Nous passerons une agréable soirée avec eux dans un restaurant chaleureux du centre-ville.

(Soirée très frenchy)

 

 

 

 

3 heures de ferry

Rit bien qui rit le dernier! Le proprio guette dès le matin notre départ (nos vélos laissés dehors l'avaient fait tiquer) et nous demande 200 kn, soit 400 kn la chambre! Nous obtemperons néanmoins, nazes clandestins que nous fumes.
Nous quittons Ingrid et Luc sur la Riva et allons prendre le petit-déjeuner au Bobis avec Nedilko, toujours aussi fringuant.
(c'est bon, vous vous résituez un peu dans le contexte?)
Puis ce sera séance Internet (essentiel pour le routard moderne qui tient un blog!) et ferry pour l'île de Korkula. Nous amerrissons à Vela Luka, juste à temps pour y tester le sens de l'hospitalité îlote. Nous nous y prenons de la meilleure manière, nous sommes précis et enjoués, jamais notre entrain n'avait été aussi bon.
Et pourtant. A 21h30 nous logerons pour 150 kn chez Bruno, un jeune croate vivant chez sa tante.

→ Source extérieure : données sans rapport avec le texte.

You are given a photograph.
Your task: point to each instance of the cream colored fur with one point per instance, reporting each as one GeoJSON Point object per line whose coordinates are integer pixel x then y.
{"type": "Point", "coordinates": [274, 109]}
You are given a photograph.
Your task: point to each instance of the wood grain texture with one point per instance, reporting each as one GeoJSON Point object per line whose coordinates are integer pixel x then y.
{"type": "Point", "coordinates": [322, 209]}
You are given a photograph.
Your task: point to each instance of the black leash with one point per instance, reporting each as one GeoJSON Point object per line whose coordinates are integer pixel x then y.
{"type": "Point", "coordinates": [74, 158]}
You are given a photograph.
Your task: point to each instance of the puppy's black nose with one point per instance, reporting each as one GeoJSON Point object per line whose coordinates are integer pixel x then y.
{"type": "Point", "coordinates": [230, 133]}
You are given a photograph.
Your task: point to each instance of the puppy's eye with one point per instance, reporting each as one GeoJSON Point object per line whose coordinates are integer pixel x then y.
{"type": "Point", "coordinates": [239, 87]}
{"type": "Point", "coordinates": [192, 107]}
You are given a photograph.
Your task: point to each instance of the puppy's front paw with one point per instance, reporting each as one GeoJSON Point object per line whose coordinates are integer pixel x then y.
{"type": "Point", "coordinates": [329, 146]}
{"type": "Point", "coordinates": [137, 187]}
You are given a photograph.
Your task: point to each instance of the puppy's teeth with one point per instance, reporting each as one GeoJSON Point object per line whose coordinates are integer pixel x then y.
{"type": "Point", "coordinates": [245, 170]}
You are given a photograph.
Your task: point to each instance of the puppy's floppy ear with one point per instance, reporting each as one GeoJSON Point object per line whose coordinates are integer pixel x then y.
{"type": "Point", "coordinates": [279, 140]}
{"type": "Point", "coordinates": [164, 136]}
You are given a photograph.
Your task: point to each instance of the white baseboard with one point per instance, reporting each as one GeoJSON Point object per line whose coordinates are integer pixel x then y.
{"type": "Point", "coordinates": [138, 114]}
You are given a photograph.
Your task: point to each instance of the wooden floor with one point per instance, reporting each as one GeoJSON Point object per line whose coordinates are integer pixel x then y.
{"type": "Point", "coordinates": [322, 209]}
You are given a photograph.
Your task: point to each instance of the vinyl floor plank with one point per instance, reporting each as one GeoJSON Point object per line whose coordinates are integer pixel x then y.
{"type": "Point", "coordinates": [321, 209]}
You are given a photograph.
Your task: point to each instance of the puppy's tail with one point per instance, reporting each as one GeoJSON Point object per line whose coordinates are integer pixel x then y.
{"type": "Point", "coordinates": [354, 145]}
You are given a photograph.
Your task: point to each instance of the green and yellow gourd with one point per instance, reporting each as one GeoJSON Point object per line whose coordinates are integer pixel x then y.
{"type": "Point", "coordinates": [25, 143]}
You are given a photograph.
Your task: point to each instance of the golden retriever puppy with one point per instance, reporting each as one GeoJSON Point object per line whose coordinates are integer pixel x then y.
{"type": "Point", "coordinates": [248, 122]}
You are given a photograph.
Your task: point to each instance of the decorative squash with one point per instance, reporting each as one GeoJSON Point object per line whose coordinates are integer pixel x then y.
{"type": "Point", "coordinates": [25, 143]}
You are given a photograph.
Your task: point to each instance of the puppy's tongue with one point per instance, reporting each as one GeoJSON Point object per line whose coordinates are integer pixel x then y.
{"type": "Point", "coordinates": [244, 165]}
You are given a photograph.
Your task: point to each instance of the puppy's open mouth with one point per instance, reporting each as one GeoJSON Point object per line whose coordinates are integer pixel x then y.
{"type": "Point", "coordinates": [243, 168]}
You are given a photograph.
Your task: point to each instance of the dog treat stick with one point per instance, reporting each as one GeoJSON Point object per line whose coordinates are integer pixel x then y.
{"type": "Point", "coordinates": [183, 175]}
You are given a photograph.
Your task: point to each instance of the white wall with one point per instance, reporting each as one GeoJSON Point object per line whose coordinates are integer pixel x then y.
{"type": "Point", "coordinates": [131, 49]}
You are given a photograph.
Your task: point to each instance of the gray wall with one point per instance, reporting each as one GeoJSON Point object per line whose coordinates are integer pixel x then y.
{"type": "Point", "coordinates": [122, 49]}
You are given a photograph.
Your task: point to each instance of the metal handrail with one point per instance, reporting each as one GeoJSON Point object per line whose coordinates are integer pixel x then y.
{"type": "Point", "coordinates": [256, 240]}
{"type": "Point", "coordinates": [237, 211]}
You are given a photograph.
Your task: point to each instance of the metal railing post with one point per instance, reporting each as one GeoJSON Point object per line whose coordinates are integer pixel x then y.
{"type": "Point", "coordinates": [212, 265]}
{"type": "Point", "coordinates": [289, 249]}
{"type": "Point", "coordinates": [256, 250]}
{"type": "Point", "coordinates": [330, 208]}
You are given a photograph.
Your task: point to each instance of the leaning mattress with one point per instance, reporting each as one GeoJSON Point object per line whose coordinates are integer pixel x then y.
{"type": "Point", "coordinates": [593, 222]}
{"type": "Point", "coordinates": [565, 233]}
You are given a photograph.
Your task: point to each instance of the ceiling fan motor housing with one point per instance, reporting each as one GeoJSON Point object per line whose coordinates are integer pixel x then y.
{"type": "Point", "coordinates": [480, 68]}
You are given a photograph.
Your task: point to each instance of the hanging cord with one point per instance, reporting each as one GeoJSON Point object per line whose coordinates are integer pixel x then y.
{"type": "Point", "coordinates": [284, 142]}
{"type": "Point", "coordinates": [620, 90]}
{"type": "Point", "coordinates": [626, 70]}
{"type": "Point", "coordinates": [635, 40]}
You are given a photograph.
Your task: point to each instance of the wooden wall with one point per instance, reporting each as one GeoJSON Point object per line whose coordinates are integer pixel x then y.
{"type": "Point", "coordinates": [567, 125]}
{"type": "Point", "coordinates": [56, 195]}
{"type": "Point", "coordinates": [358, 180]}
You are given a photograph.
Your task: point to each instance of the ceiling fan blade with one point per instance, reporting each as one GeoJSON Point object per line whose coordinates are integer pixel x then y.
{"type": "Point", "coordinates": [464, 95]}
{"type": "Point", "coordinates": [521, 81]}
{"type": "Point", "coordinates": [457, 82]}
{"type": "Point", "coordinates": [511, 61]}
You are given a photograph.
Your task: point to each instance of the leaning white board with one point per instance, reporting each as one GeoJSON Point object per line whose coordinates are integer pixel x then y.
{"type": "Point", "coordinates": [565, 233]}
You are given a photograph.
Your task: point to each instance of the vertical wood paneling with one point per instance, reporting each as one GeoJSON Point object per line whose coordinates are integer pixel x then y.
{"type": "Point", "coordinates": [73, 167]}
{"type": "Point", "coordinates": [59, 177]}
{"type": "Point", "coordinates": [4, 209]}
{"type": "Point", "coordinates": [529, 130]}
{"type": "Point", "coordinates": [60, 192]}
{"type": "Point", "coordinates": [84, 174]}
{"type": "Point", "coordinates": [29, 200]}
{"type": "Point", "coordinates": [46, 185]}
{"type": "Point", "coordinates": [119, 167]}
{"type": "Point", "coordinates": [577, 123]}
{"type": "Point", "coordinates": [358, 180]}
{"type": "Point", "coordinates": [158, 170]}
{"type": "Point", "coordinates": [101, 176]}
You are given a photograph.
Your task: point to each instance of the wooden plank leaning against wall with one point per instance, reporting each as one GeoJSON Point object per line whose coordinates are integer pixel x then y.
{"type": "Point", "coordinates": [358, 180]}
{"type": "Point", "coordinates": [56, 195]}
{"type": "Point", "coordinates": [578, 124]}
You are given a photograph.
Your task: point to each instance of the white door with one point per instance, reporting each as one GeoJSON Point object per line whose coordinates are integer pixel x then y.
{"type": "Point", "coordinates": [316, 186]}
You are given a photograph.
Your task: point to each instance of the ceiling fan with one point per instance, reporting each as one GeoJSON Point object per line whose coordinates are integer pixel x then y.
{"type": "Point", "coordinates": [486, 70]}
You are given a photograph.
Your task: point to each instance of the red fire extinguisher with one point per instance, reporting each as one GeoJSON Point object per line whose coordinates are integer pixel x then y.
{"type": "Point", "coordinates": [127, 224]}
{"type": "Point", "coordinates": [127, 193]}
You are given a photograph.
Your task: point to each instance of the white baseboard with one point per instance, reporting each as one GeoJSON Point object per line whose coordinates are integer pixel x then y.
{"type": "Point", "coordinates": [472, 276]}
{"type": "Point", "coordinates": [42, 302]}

Il nous l'aurait fait gratos contre un peu de plantes séchées illégales, ce seigneur.

(Discussion matinale avec Nedilko)

(On largue les amarres.)

 

 

Commentaires (5)

1. Jean-Baptiste Poquelin 20/05/2010

VOUS êtes pingres, pas nous!

2. Delphine 20/05/2010

A quoi bon quitter la France, son soleil et ses 25° à l'ombre.
Bon vent et bonne pluie :-)

3. Fred ! (site web) 20/05/2010

C'est comme si on faisait partie de l'aventure, c'est génial ! J'ai des courbatures et un mauvais goût d'avocat dans la bouche. Je vais soigner le tout à l'absinthe.

4. Florian 23/05/2010

Tellement pingres que Val fait la manche ^^

5. Sal Paradise 31/05/2010

Le routard n'est pas moderne, le tourisme l'est.